Design principles for logging
My experience is that developers are very bad at putting themselves in the users’ shoes, and their first take on logging is insufficient. They either log too little (and never metrics), or the log data is full of cryptic codes and auto-generated texts that only makes sense to the developers themselves.
I have tried – and failed – to foresee which logs and metrics would be appropriate, so I’ve given up trying to specify them in formal requirements and use case specifications.
In stead I recommend enforcing the following design principles. Then get into the habit of observing the logs and metrics feed when developers demonstrate newly build features. After each demonstration, walk through the captured logs and metrics, and suggest/demand changes – and follow up afterwards to ensure they are made.
- Avoid sensitive information in metrics so you don’t need to restrict access to them.
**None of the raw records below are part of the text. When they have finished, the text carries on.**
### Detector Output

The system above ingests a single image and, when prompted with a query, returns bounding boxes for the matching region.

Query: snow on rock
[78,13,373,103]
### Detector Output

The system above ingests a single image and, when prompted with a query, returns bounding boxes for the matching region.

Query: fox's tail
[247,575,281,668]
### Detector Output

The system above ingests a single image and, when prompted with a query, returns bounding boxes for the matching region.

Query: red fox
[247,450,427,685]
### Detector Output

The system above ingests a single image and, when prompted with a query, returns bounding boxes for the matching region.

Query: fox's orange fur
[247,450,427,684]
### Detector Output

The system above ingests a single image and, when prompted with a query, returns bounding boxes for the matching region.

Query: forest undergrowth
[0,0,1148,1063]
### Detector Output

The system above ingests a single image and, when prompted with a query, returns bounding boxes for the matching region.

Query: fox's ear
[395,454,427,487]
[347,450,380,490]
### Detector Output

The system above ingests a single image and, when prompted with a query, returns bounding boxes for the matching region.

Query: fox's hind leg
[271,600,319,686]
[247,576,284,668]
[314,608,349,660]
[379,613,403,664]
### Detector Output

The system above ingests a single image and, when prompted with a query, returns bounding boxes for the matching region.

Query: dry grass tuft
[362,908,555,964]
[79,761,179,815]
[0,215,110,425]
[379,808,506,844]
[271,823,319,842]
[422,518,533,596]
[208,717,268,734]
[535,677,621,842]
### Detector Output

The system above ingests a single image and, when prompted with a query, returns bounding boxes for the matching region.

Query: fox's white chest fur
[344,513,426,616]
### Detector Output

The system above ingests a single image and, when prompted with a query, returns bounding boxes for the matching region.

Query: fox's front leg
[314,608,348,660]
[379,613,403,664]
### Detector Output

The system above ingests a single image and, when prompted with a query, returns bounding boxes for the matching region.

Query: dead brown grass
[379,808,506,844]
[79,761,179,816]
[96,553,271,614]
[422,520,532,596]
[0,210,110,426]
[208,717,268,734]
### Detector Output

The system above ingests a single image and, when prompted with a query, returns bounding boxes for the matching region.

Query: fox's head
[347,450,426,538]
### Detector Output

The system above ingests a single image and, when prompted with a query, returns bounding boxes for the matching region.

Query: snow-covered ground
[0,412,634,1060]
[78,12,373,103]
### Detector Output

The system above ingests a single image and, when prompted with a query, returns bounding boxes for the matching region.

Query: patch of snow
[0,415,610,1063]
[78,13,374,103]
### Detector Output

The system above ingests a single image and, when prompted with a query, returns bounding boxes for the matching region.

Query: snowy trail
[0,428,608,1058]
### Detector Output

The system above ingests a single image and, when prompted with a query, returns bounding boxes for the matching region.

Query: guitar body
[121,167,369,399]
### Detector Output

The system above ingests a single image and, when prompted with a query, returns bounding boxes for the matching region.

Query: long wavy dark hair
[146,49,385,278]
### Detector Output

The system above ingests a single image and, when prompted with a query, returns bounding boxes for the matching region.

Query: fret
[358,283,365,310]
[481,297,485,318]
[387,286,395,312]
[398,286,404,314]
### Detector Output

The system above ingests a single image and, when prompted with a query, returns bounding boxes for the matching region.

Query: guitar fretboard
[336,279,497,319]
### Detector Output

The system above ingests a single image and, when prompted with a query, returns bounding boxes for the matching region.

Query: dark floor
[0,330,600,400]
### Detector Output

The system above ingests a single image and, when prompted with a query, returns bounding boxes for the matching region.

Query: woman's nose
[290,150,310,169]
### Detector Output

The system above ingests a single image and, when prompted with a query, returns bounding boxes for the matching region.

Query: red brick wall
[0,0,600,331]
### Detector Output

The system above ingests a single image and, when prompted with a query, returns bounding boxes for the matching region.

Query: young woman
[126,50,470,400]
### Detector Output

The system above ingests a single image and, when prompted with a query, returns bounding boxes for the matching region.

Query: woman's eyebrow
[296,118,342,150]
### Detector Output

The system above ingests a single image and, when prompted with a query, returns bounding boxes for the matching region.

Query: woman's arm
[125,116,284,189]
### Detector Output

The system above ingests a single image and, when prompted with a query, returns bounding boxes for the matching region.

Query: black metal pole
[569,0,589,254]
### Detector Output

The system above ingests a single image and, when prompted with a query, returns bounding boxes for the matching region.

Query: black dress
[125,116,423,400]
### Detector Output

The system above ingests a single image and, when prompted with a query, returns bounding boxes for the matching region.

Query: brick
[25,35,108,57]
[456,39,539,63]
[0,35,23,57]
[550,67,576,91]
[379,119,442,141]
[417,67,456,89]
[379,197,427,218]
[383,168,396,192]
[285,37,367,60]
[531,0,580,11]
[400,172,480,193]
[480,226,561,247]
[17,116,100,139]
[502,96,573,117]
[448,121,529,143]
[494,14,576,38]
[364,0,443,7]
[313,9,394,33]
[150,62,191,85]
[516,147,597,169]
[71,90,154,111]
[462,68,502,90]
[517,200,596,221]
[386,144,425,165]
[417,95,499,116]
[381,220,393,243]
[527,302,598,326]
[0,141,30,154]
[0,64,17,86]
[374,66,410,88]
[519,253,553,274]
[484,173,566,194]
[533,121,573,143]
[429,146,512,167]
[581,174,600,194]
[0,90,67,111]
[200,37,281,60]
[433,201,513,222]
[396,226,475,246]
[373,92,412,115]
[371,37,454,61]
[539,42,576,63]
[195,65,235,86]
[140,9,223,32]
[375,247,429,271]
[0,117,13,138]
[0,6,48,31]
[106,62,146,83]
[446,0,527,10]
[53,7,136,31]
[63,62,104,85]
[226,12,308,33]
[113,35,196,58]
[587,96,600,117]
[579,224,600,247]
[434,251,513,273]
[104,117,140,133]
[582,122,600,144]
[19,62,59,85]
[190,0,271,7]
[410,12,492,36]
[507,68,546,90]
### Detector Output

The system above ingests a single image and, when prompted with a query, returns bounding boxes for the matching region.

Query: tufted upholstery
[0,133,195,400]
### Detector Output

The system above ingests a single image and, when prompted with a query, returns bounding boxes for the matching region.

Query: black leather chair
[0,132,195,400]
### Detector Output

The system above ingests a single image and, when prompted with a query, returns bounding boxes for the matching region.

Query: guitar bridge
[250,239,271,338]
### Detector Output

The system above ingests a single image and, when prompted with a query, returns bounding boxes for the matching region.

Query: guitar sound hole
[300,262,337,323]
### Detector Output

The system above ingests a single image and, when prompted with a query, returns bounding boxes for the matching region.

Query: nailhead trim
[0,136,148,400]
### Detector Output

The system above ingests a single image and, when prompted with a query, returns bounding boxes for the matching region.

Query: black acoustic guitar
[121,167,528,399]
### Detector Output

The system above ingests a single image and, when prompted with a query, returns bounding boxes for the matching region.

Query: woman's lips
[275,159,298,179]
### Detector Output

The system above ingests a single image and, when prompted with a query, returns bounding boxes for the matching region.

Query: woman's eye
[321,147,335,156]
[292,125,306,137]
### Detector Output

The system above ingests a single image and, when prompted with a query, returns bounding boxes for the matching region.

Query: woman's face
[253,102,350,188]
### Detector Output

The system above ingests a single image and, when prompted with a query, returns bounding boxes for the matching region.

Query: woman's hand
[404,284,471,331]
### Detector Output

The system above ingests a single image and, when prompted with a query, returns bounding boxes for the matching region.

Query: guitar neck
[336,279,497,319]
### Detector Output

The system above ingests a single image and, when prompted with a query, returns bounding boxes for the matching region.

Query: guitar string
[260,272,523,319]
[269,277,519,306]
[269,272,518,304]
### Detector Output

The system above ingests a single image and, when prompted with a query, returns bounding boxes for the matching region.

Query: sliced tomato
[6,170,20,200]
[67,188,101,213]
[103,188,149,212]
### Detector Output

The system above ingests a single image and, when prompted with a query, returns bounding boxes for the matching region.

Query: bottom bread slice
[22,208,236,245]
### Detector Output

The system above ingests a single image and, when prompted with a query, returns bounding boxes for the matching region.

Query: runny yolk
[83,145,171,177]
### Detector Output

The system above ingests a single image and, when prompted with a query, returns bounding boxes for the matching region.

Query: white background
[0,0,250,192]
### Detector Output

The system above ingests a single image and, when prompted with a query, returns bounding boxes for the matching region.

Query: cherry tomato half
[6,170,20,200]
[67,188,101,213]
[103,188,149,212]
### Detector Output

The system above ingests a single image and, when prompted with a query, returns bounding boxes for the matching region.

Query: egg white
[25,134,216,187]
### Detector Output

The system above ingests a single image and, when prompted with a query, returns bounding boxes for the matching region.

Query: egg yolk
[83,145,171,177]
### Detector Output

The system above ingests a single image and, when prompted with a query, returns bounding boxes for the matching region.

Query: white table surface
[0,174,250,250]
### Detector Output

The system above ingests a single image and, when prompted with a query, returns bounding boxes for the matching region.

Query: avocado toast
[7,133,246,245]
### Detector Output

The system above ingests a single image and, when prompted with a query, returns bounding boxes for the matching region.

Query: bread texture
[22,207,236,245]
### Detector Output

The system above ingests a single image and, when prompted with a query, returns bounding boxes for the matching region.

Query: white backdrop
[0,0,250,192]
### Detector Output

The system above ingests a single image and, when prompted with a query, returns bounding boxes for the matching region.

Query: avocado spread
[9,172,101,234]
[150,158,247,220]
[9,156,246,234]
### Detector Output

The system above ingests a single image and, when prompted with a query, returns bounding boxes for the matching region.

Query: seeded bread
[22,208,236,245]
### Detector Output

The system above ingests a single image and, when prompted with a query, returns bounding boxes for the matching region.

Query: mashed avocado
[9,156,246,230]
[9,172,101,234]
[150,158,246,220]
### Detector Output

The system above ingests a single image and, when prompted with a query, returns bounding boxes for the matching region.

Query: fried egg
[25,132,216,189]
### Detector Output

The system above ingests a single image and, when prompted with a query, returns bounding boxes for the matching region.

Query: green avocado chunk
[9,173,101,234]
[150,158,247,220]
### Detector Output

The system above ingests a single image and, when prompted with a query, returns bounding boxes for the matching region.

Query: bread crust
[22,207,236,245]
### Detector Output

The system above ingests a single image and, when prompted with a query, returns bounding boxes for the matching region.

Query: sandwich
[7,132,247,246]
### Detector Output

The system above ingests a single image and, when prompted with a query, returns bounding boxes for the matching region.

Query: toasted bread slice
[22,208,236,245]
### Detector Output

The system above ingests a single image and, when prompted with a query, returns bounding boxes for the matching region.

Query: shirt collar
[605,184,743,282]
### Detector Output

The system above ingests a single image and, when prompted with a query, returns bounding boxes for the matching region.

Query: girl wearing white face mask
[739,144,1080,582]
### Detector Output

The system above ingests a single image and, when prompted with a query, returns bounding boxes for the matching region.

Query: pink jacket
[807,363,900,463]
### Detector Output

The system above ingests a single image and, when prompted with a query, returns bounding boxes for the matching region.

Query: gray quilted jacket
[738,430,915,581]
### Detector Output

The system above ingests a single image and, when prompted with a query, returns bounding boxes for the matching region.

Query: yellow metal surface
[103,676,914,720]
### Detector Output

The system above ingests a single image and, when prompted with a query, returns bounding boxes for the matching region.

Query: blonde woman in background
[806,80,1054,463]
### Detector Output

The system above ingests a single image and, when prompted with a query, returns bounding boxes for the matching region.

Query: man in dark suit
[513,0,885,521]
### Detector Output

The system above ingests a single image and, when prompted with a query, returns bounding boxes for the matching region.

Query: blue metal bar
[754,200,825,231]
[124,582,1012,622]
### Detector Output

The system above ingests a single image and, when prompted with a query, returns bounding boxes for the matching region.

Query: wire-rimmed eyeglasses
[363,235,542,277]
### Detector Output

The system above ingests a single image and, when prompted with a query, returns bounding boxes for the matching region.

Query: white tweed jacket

The more users who follow the metrics feed the more users can actively suggest improvements and detect lurking problems that can be addressed before they lead to disruption.
- Keep metrics and logs separate so you can restrict access to logs without having to impose the same restrictions on access to metrics. This also helps differentiating retention. You want to keep metrics much longer than logs.
- Assign session ids to user sessions, and reference the session ids in all logs and metrics generated throughout each session. This helps analyze the user experience, and pinpoint logs and metrics leading up to a support incident.
- Log all activity – also measured activity that emits aa metric. It shouldn’t be necessary to switch between viewing logs and metrics to get the full picture of what has happened in the system. Metrics supplement logs with measurements that help observe capacity and performance over time.
- Measure activities that read or write files. If file sizes suddenly increase significantly, or if disks suddenly become slower, it’s good to have metrics that reveal the reason for the increase in elapsed time.
- Measure activities that iterate over potentially large collections of items. If item counts start to increase it’s good to be able to account for the increase in elapsed time.
- Measure the processing of each item in a collection with a metric that refers to the parent metric measuring the entire collection processing. This helps root out if there are certain types of items that takes significantly longer to process.
- Measure activities that involve calling services over network connections. Connections may suddenly become unstable, services may suddenly start responding much slower than before, and it’s good to be able to account for how how of the overall elapsed time was down to waiting for the responses from called services.
- Aim for a metrics feed that mirror the users’ perception of the flow of business events. That way they are more likely to detect anomalies in flows, which they can address themselves without having to raise a support incident.